Por novos contratos, ministro quer aproximar estaleiro de outras empresas

Em visita ao Estaleiro Atlântico Sul (EAS), no Complexo Industrial Portuário de Suape, em Pernambuco, o ministro de Minas e Energia, Fernando Bezerra Coelho Filho, se comprometeu a aproximar o empreendimento de outras empresas, como a Shell, para favorecer novos contratos. Isso porque o EAS só tem encomendas até meados de 2019 e, atualmente, tenta negociar encomendas com a empresa Satco, mas a assinatura do contrato depende da Petrobras.

O ministro também comentou a revisão do conteúdo local – que garante a participação das empresas nacionais na indústria de petróleo e gás. “Não afetaria o Atlântico Sul, nossa ideia é manter o mesmo modelo que temos atualmente”, garantiu. Durante a passagem pelo EAS, Fernando Filho ainda comentou a privatização da Eletrobras. Disse que o modelo de contrato deve ser fechado até o fim deste mês e que a Chesf estará no pacote. “Queremos incluir no contrato formas de garantir um programa de revitalização do rio São Francisco”.

Na visita, Fernando Filho participou de uma apresentação do presidente do empreendimento, Harro Burmann, sobre a planta naval. Em seguida, o ministro fez uma visita geral pelo estaleiro e conheceu o petroleiro Abdias Nascimento, que está pronto e prestes a ser entregue à Transpetro.

A expectativa é que a medida possa socorrer o combalido setor naval, que já foi responsável por mais de 17 mil empregos em Suape e, depois da crise econômica e dos escândalos da Petrobras, passou a empregar aproximadamente cinco mil pessoas no Estado.

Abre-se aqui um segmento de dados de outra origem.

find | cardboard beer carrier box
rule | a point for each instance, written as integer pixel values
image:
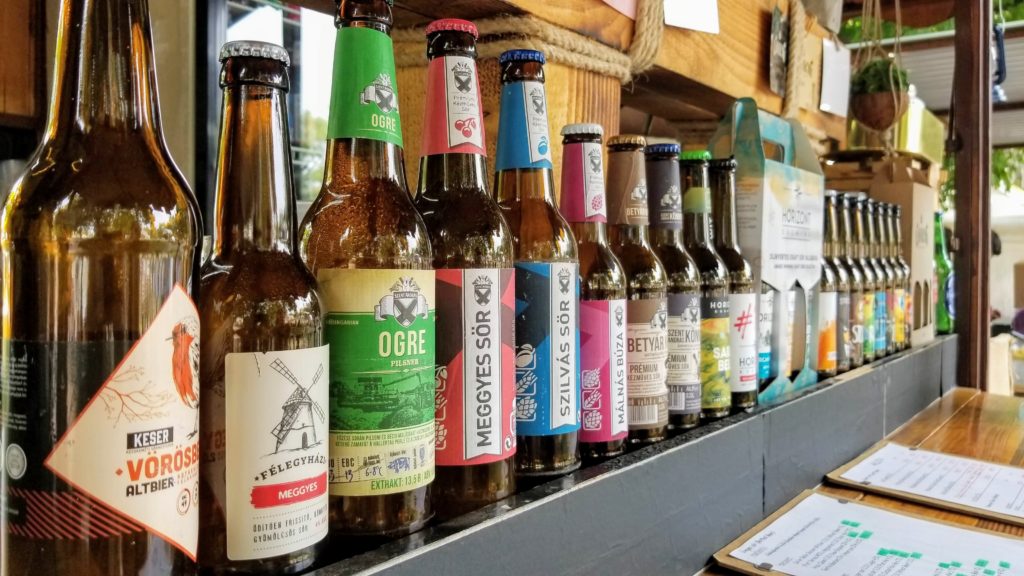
(779, 221)
(909, 182)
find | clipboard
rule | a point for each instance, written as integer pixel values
(724, 559)
(836, 477)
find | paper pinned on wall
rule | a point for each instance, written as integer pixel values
(835, 78)
(700, 15)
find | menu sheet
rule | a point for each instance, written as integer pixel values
(825, 536)
(985, 486)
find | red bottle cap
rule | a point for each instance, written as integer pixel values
(445, 25)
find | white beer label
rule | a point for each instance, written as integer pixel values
(463, 101)
(135, 445)
(742, 342)
(275, 424)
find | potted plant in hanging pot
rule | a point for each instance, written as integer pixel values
(879, 93)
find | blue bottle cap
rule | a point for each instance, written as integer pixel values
(668, 148)
(521, 55)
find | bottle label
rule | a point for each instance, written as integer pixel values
(742, 343)
(522, 127)
(453, 123)
(666, 197)
(380, 326)
(868, 332)
(881, 322)
(130, 455)
(275, 477)
(715, 364)
(583, 168)
(857, 328)
(684, 354)
(547, 339)
(627, 189)
(475, 374)
(647, 354)
(766, 316)
(364, 94)
(602, 362)
(827, 332)
(899, 317)
(845, 343)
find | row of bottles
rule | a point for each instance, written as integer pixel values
(386, 360)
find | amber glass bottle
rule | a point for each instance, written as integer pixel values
(716, 394)
(100, 339)
(475, 374)
(742, 299)
(261, 355)
(647, 309)
(371, 254)
(870, 277)
(884, 281)
(665, 201)
(602, 295)
(833, 254)
(847, 255)
(547, 275)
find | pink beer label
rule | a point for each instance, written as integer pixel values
(602, 365)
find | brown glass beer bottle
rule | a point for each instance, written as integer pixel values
(546, 275)
(262, 357)
(647, 305)
(472, 244)
(100, 338)
(602, 295)
(370, 251)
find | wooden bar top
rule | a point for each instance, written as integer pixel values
(965, 422)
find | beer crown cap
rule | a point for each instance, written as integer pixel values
(254, 49)
(697, 155)
(629, 139)
(573, 129)
(521, 55)
(452, 25)
(663, 149)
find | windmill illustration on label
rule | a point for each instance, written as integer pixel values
(300, 414)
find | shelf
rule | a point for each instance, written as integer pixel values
(696, 75)
(666, 508)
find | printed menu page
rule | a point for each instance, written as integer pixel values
(985, 486)
(825, 536)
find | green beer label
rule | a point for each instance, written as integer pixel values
(715, 364)
(380, 325)
(364, 95)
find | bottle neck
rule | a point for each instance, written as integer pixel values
(255, 206)
(104, 82)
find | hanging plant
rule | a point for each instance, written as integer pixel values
(879, 89)
(880, 93)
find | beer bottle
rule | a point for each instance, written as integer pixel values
(870, 278)
(647, 305)
(475, 374)
(602, 297)
(665, 201)
(716, 394)
(834, 257)
(905, 306)
(742, 303)
(100, 338)
(371, 254)
(945, 310)
(848, 257)
(546, 275)
(262, 357)
(827, 295)
(883, 281)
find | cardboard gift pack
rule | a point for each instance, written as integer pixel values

O próprio presidente do estaleiro já chegou a dizer que sem a liberação de novos financiamentos e a conquista de novos contratos o empreendimento pode fechar as portas. Burmann defende a criação de uma Medida Provisória para a libertação de novos financiamentos junto ao Banco Nacional de Desenvolvimento Econômico e Social (BNDES).